We turn sharp and count heads, but we are weary and do not know how many we are. Less than we once were, certainly. All we can do is press on, follow the route to the road and pray that the trees give back whoever they have taken. We are fourteen, some of us fifteen, and if nothing else, these woods teach us how to run.
Beneath dust motes caught in the sunlight that streams from the high windows of the old sports hall, we write our names, doubt ourselves, check spellings.
We watch the minute hand stretch upwards, wait for the signal.

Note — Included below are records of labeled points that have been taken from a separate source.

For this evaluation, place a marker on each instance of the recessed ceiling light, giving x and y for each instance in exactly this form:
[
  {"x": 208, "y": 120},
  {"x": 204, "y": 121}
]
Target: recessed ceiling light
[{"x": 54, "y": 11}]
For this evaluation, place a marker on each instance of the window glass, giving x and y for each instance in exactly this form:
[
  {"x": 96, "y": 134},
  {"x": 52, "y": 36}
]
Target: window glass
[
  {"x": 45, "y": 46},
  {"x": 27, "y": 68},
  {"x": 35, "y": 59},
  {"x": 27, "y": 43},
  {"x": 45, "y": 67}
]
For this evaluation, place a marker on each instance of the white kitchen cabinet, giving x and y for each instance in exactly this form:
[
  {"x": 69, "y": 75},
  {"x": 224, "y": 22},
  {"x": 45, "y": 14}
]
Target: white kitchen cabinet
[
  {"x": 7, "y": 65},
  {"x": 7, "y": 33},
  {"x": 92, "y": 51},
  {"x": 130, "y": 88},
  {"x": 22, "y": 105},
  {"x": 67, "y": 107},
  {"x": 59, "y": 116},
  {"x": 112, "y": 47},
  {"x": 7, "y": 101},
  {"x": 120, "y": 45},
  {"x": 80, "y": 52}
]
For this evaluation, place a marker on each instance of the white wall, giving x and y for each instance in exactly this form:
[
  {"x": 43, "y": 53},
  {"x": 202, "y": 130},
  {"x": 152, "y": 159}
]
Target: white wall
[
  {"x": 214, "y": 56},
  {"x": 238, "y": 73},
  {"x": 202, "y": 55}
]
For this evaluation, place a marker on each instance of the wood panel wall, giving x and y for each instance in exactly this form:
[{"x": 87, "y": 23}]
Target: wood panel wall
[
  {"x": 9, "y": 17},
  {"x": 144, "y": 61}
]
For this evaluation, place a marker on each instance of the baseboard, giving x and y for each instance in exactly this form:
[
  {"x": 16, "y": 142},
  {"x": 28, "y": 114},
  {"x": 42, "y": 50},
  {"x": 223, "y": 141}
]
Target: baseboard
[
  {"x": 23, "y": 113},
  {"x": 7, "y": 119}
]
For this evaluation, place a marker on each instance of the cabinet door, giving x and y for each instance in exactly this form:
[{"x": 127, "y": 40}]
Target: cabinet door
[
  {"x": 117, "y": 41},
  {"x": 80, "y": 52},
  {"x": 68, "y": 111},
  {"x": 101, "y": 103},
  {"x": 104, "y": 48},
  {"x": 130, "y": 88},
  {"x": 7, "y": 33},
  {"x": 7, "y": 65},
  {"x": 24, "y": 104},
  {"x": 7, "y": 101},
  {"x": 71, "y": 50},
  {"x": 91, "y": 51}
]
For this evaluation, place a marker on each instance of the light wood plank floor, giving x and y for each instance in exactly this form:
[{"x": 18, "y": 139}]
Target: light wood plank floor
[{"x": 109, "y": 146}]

Two hundred chairs protest the glossed floor; beneath our feet lie the faded, bisecting lines of half-a-dozen sports whose languages we do not speak. We hunch over solitary desks etched with the scars of former students. The graffiti is faint, in places scuffed mute by sandpaper, but here and there we see traces of names and dates that thread the decades. Somewhere, within this wood, our mothers’ names.
Behind our backs, unobserved yet observing, the invigilators prowl. Imagine Miss Mulgrew, her lipstick bleeding into the corners of her mouth as she tells you to cough quieter; imagine Mr Golightly’s breath at your shoulder as you ask for another pen. Imagine it.

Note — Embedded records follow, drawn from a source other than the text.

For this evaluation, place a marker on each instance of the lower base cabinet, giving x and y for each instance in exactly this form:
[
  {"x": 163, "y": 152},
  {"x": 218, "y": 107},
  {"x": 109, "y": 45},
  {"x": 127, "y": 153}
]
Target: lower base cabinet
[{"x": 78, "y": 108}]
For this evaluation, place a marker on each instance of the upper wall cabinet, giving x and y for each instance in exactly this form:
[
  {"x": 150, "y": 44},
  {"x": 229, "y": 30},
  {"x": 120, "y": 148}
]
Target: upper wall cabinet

One desk is unoccupied. The girl’s absence is startling, her seat a distraction as we pour out equations and conclusions upon the page.
It is hot in this space, and as each hour passes we shed more of ourselves, until all that shelters skin from sight are our shirts, shirts which struggle to contain us. See yellow moons under outstretched arms. See the shift of a bra—hot pink—beneath the too-thin fabric. See the wide plane of that girl’s back, studded with droplets of acne-fresh blood.

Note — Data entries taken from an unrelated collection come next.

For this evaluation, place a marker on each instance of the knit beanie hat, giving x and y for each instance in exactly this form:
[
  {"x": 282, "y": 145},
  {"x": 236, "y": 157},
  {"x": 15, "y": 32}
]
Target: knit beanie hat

An empty chair, an exam paper untouched. We see her for a moment: ankles crossed beneath her seat; unwashed hair a curtain over her face; one hand flat against the table with fingers spread wide, as if holding onto the surface. And her pen in her other hand, ballpoint poised over the page, ready.
It is Miss Mulgrew who steps softly up the aisle and, without breaking her stride, takes up the paper. How awfully bare the table looks now.
We turn away. We carry on.
Tomorrow, we will begin the act of forgetting. First our answers, then the questions. We will receive our marks, hoard and recite them; these too, one day, will slip away. We will forget Miss Mulgrew’s lipstick, Mr Golightly’s whistle, the woods, the chlorine, the classes, the crack of the plastic water bottle sipped to suppress a cough, the squeak of a chair against a parquet floor, the answers and the questions, the plimsolls, the boys, the feeling of bodies spread open upon warm, blue water.
Nous sommes absurdes.
We lay down our pens, vacate the sports hall in orderly rows. Those of us who pass by the unoccupied desk find ourselves reaching for it. Our fingertips graze the surface of the wood, but we do not let it break our stride. We are fifteen, some of us sixteen, and what will cling to us from this day, from these days we have all spent together until the days when even our own names will be forgotten, will be the hauntings we have seen and unseen.
Amy Slack is a writer and editor from the north-east of England. A graduate of Queen’s University Belfast, she has just completed an MA in Creative Writing at Birkbeck, University of London. Her short fiction has been published by Fairlight Shorts, the Mechanics’ Institute Review, and Flashback Fiction, among others. In 2020 she was shortlisted for the Belfast Book Festival Mairtín Crawford Award and the TSS Cambridge Prize for Flash Fiction. Twitter @amyizzylou.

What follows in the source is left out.